I arrived in Avignon imagining that I was starring in a sequence similar to the one that opens Lightning over water When Wim Wenders gets out of a taxi that stops in front of Nicholas Ray’s house, his voice-over tells us: “I arrived in New York in the cold dawn of April 8, 1979…”

I had been to Avignon twice before. Once in the summer of 1964, the first time I had ever gone abroad. I spent a whole month of July with other schoolchildren in a Jesuit residence, which I was unable to find when I returned to Avignon eight years ago, and the search for a simple cloister and a chapel ended up being a frustrating event.

Was there a summer of 64? Last Tuesday, during the city’s theatre festival, during my public conversation with the great Laure Adler in the centre of the Saint Louis cloister garden, I realised, with natural and enormous astonishment, that I was in none other than that Jesuit precinct – central to my life – that I had been searching for so long.

So many turns to end up arriving at the very center of the garden of the past.
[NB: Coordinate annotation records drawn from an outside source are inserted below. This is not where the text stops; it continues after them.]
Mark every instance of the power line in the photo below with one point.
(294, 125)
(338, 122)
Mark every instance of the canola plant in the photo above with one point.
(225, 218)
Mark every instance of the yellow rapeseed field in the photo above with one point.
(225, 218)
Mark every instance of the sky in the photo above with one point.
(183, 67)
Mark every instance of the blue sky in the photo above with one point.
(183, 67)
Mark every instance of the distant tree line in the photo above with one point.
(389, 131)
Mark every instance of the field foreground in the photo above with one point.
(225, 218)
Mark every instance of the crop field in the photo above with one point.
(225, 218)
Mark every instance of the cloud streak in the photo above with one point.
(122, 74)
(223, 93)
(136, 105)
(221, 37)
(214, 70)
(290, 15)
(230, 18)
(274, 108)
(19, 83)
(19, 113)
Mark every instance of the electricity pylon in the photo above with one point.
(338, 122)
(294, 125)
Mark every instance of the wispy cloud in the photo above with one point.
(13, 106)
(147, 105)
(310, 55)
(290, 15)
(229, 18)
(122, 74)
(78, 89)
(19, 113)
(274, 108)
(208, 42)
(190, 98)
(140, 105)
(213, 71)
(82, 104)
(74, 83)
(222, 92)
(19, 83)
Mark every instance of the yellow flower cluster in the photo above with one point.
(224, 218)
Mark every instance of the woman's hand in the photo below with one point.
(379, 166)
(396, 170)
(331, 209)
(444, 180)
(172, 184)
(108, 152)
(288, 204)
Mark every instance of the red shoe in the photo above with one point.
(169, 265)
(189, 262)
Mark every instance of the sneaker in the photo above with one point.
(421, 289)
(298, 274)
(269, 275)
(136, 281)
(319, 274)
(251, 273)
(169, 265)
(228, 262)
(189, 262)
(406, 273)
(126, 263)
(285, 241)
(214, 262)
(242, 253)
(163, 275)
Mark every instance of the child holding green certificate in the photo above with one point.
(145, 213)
A circle is closing, said Sophie Calle when I told her what I had rediscovered in time and space. We were both in another circle at that moment, the one that had formed around Angélica Liddell, who had just given a statement at the police station for a complaint of “public insults” after her intense, harsh, imposing performance, in front of the Palace of the Popes, of the play Damon. Bergman’s funeral (in Barcelona, ​​in the Lliure, from the 19th to the 21st of this month).

And I thought I saw that the current Sophie Calle, admirer of Liddell’s “new dramatic writing” – so visible in Voodoo (The Broken Nail, 2024)–, fits more and more into the conception bergmaniana of Art, which is what it demands of this free, shameless and irresponsible being. It fits, yes, if only because it is astonishing to see Sophie laughing for days on end at everything that happens, at everything she passes, hears, or sees, just as it is astonishing that she plans to bring together in an exhibition the 42 artistic projects that she started, but never finished.

I remember that for María Negroni, wonder “connects us with happy discoveries, the only ones that count.” And I also remember that I always said that many of my trips begin when I return, when I start reading about the place where I have been and discover that I have not seen anything. In the case of these whole days in Avignon, I have not seen much, but there have been “happy discoveries,” all those wonders before the strength of Liddell, or before the fast new world of Sophie Calle, artists whom I went to see in Avignon and I saw them, but who have left me astonished by how much of them I still have to see.